Without stories such as the Akedah as part of our culture and identity, we would stand alone in these searing moments. Sure, philosophical tracts that discuss these issues abound, but even the best philosopher cannot reach what a powerful storyteller can. Stories lure by the power of narrative, and the listeners find themselves exploring the deeper nuances of otherwise theoretical dilemmas as if they themselves were facing it. As we engage in the act of storytelling, we unconsciously change the set and the costumes in our mind, suddenly realizing that the old myth is actually quite contemporary.

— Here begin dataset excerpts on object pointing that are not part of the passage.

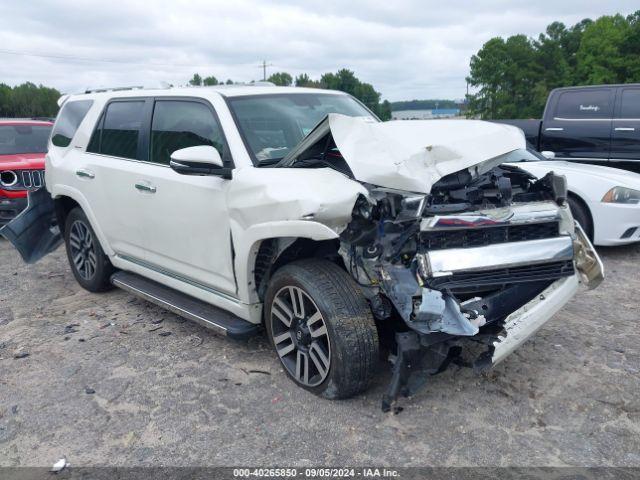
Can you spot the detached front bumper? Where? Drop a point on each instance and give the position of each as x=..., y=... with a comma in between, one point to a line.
x=528, y=319
x=11, y=208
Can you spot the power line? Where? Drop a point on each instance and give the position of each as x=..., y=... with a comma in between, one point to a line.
x=264, y=66
x=98, y=60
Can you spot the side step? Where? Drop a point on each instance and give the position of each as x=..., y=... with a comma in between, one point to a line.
x=186, y=306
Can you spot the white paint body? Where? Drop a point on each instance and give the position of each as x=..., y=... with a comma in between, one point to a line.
x=590, y=183
x=200, y=234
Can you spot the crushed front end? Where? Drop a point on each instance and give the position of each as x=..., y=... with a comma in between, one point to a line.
x=478, y=264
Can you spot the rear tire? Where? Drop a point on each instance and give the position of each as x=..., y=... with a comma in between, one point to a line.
x=90, y=265
x=322, y=329
x=581, y=215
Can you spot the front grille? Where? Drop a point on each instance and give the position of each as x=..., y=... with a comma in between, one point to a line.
x=503, y=276
x=31, y=179
x=483, y=236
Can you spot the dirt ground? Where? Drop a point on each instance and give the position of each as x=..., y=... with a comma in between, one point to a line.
x=112, y=380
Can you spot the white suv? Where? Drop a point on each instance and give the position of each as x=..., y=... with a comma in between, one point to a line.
x=298, y=210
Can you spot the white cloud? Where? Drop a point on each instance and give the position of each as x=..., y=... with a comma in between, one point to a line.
x=405, y=48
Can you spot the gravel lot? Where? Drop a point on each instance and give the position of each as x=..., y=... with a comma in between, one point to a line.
x=102, y=385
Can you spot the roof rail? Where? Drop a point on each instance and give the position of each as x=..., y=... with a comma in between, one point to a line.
x=113, y=89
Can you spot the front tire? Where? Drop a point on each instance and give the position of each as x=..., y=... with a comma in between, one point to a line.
x=90, y=265
x=322, y=329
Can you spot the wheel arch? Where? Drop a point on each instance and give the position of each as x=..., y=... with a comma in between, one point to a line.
x=67, y=199
x=275, y=244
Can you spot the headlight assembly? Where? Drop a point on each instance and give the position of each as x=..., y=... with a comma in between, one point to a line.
x=622, y=195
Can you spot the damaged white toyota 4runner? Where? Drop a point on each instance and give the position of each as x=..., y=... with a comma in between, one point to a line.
x=298, y=210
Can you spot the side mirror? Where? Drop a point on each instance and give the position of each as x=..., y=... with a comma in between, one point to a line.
x=200, y=160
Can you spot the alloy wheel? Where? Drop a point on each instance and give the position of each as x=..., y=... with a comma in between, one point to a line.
x=82, y=247
x=300, y=335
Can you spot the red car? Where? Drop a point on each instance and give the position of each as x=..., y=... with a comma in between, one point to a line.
x=23, y=146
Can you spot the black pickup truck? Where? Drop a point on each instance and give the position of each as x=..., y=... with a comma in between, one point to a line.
x=595, y=124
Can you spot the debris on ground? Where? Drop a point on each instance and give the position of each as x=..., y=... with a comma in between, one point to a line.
x=59, y=465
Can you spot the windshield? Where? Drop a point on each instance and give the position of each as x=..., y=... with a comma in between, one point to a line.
x=271, y=125
x=17, y=139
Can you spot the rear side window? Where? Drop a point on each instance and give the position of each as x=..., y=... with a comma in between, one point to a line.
x=630, y=105
x=181, y=124
x=585, y=104
x=118, y=132
x=68, y=121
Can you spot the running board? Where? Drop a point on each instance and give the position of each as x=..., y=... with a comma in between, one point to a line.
x=186, y=306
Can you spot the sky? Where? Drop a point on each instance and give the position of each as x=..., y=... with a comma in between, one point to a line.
x=407, y=49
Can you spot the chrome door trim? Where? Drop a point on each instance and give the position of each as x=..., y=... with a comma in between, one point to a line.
x=181, y=278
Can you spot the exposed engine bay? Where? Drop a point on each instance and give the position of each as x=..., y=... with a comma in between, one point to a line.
x=396, y=245
x=448, y=268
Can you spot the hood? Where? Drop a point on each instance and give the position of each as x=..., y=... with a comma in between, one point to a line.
x=22, y=161
x=410, y=155
x=600, y=173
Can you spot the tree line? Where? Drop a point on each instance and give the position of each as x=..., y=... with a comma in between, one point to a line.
x=423, y=104
x=343, y=80
x=513, y=77
x=28, y=100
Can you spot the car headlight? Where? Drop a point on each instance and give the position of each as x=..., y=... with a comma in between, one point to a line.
x=622, y=195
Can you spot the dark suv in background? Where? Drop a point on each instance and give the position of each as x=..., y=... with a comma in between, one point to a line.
x=595, y=124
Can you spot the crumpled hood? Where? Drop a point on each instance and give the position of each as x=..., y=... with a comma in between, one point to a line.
x=411, y=154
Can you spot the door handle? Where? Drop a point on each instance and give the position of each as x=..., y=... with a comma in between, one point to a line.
x=144, y=187
x=82, y=173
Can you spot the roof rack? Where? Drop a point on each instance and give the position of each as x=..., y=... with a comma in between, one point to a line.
x=113, y=89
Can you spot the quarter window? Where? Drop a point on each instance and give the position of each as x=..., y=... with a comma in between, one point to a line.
x=118, y=133
x=630, y=107
x=68, y=121
x=584, y=104
x=181, y=124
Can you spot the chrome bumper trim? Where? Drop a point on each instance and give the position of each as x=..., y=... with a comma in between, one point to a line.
x=503, y=255
x=525, y=321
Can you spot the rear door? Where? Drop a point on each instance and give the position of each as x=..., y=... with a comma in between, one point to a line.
x=625, y=139
x=186, y=222
x=579, y=126
x=107, y=174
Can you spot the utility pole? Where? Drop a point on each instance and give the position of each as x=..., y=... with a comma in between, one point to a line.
x=264, y=66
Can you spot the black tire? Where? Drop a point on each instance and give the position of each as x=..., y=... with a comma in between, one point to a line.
x=352, y=337
x=581, y=215
x=96, y=274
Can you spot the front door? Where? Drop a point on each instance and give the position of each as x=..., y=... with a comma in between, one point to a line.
x=579, y=128
x=625, y=138
x=186, y=225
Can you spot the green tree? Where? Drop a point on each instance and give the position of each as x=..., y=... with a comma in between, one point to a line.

We are not just telling tales, we are equipping our communities with the tools to handle such questions themselves one day. When those dilemmas arise – the story of Abraham awaits to help us sort through our emotions and our ethics.

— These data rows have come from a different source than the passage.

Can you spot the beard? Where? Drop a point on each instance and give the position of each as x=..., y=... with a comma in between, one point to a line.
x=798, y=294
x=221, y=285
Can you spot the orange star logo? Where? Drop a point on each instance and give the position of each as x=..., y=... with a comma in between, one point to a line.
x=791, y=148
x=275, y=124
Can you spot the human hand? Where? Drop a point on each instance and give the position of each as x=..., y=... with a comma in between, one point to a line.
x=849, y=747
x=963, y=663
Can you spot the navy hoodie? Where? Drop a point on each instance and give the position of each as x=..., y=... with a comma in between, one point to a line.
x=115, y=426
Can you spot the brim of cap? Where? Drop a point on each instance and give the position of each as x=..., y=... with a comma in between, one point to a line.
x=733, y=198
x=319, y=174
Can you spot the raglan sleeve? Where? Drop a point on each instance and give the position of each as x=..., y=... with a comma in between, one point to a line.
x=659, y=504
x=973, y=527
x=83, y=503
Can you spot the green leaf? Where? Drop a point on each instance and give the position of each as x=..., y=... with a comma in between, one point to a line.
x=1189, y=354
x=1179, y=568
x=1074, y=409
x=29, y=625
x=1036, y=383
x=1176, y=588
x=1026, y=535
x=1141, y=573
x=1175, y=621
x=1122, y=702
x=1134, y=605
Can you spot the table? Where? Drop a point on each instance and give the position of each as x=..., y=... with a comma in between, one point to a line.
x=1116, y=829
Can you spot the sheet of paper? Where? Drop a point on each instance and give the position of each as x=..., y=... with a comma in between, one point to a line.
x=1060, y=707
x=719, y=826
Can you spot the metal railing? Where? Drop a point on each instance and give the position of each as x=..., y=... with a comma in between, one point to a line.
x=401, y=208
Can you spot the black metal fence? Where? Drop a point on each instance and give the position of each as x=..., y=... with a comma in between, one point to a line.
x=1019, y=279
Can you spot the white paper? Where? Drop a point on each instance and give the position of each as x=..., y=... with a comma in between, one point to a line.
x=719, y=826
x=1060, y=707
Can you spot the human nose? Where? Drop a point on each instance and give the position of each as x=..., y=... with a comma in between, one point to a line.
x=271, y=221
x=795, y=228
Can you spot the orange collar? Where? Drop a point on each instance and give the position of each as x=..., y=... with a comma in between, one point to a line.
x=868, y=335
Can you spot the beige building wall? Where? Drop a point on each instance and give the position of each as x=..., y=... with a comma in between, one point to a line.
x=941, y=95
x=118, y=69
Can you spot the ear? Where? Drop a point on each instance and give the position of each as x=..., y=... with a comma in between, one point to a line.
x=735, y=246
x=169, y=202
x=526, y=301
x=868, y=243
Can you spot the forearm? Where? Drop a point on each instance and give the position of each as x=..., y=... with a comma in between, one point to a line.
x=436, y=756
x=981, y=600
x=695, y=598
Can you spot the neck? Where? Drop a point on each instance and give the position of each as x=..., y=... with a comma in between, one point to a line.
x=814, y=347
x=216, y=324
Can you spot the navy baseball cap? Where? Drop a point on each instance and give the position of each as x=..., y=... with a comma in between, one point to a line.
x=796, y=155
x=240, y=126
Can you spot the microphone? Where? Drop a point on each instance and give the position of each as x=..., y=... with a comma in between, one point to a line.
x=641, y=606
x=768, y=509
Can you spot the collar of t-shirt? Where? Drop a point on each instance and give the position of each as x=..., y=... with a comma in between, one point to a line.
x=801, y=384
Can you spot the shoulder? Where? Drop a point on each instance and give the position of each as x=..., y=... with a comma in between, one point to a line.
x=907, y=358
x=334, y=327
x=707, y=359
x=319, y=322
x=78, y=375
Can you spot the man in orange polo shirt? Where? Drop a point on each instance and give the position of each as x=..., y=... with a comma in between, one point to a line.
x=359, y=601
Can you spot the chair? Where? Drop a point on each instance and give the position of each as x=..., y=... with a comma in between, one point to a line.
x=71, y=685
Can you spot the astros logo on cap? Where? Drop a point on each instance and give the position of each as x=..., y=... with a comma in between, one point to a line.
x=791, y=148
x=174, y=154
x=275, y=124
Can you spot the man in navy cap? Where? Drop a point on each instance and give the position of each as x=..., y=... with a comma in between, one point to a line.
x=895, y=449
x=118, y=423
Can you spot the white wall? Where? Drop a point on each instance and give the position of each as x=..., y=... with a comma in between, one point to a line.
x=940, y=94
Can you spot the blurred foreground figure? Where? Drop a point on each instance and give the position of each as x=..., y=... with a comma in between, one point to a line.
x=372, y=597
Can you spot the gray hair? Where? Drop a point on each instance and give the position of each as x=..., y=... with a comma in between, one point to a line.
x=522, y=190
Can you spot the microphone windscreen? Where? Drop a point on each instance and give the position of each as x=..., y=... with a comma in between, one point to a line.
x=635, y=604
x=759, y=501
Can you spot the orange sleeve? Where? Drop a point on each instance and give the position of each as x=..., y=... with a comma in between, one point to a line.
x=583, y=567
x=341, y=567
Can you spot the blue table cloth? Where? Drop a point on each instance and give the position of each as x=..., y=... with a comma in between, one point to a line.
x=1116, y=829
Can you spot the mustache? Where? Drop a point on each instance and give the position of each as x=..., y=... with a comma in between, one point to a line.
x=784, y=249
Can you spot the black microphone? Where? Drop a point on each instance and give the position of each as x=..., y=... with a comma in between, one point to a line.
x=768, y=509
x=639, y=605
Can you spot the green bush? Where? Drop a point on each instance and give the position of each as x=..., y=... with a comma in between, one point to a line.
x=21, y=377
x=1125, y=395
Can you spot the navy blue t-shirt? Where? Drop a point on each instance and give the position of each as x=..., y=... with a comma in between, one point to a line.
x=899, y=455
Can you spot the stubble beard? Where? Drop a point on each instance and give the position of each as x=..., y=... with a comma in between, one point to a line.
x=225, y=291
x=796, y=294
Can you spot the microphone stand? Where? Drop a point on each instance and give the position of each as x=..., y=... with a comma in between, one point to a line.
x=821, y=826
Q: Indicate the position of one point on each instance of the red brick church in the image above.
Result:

There are numerous artistic renderings of the Akedah which powerfully retell the story, but my favorite Akedah picture is not about the Akedah at all. In our home in Jerusalem, we had Norman Rockwell’s famous 1964 illustration of African-American Ruby Bridges being walked to a segregated school by US Marshalls . I often thought of her parents and their decision, their Akedah in placing their daughter on the front line of a greater vision they had for America. I wonder which stories were invoked in sermons at the time, offered as paradigms to motivate this courageous act.
In contemporary Israel and America the Akedah became the paradigm through which to speak about the sacrifice of children in war, the battleground for a variety of ideologies. Early Israeli writers like Haim Gouri identified with Abraham’s decision as they sent their children (and themselves) to war. Later writers used the Akedah as a backdrop to object to wars they deemed unnecessary, such as Leonard Cohen’s Vietnam-era “The Story of Isaac”, who justifies the God of the Akedah, but not the scheming politicians. Others came up with a very clear answer to this dilemma, as in this poem by Raya Hernik:

I will not sacrifice
My first born to the altar.
Not I.

At nights God and I
Take stock –
Who deserves what.

I know and acknowledge
Where thanks are due.
But not my son
And not
To the altar.
Raya Hernik, 1970.
אני לא אקריב
בכורי לעולה
לא אני

בלילות א-להים ואני
עורכים חשבונות
מה מגיע למי

אני יודעת ומכירה
תודה,
אבל לא את בני
ולא לעולה.             
Raya Hernik’s cry fell on destiny’s deaf ears. Twelve years after the poem was written, her son, Maj. Gooni Hernik, was killed in the first Lebanon war.
The arguments of these poems concern me less. It is their use of the story in order to frame their experience, and their activism. Facing these dilemmas through a retelling of the Akedah, they galvanize an entire array of ethics, emotions and relationships that deepen the discourse, and create artistic gems that touch upon eternal human questions. They use the Torah as a commentary on their lives, and by doing so offer a commentary on the Torah, for us to use one day.
Each year, when we read the story of the Akedah, I almost wish it wasn’t there. But it is – there in our Torah, there in our lives. When the questions of ultimate sacrifice rear their head – and they will – I will be undecided, but I won’t be alone. I’ll have the depth of the Akedah and its many retellings, as I struggle to find a path that will lead me to the top of Mount Moriah… and safely home again, to retell the story another day.